The etiology of yeast-induced fever which is considered as pathogenic fever suggests the role of prostaglandins in the thermoregulation of body temperature. The prostaglandin (PGE2) during the arachidonic acid is considered an important factor for induction of fever [41, 42]. The results of the current study yeast-induced fever model indicates the antipyretic activity of ALEE (Table 5) and its effect was comparable to paracetamol. Hence, it can be contemplated that the possible mechanism of antipyretic action of ALEE may be due to the inhibition of prostaglandin synthesis [35]. Most of NSAIDs suppress inflammation-associated hyperthermia [43] through inhibition prostaglandins synthesis [44]. Since, ALEE manifested antipyretic activity which may be related to its anti-inflammatory action.

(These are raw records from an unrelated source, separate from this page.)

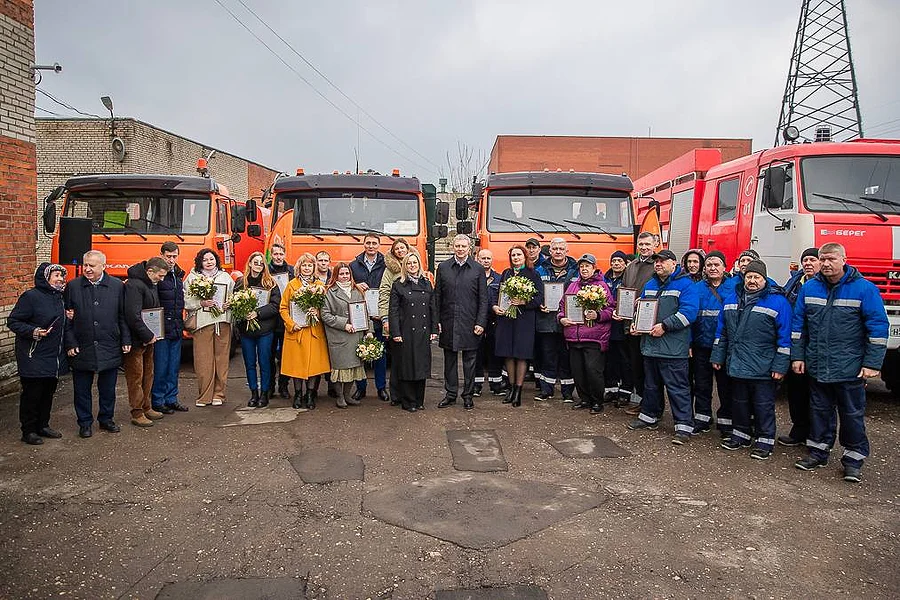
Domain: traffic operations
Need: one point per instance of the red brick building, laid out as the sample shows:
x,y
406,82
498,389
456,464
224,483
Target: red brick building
x,y
18,173
634,156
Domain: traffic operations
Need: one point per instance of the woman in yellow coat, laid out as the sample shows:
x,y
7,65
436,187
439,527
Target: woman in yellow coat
x,y
305,354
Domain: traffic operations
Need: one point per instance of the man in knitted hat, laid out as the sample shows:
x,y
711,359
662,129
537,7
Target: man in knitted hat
x,y
797,384
753,341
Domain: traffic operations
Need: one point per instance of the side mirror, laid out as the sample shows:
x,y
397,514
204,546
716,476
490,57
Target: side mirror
x,y
49,218
238,219
464,227
773,188
462,208
442,213
250,210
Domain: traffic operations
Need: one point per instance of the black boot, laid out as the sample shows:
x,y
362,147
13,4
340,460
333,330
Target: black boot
x,y
517,396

It is quite difficult to conclude the exact constituent which may be accountable for the observed analgesic, anti-inflammatory and antipyretic action of ALEE. ALEE contains ellagic acid as main polyphenolic chief constituent. Ellagic acid possesses good anti-inflammatory property in carrageenan-induced paw oedema model [45]. HPLC analysis has also quantified the fair amount of ellagic acid in ALEE which may be responsible for amelioration of inflammation. The quantitative estimation of phytoconstituents revealed the high content of phenolic and flavonoids in ALEE. The stem bark is also reported to have phytoconstituents like quercetin, rutin [46], tannin, (+) leucocyanidin [16], glucoside ester [17], β-sistosterol, hydroxy acetytaraxaren and gallotannin and β-penta-O-galloylated glucose [18]. The phytoconstituents like quercetin [47], rutin [48] and β-sistosterol [49] were reported to have anti-inflammatory activity and might be responsible for the biological activities of ALEE in the present study. The results were in concordance with the previous study [50]. Thus, the analgesic and anti-inflammatory may be exhibited by the presence of phenolics and flavonoids in ALEE. The study needs further confirmation using estimation of markers of inflammation like COX and interleukins.

Conclusion

In conclusion, the ALEE exhibited analgesic, anti-inflammatory and antipyretic effects. The presence of phenolic and flavonoid compounds which may be responsible for the effects. The study validates the use of stem bark of Anogeissus latifolia for treatment of painful inflammatory conditions.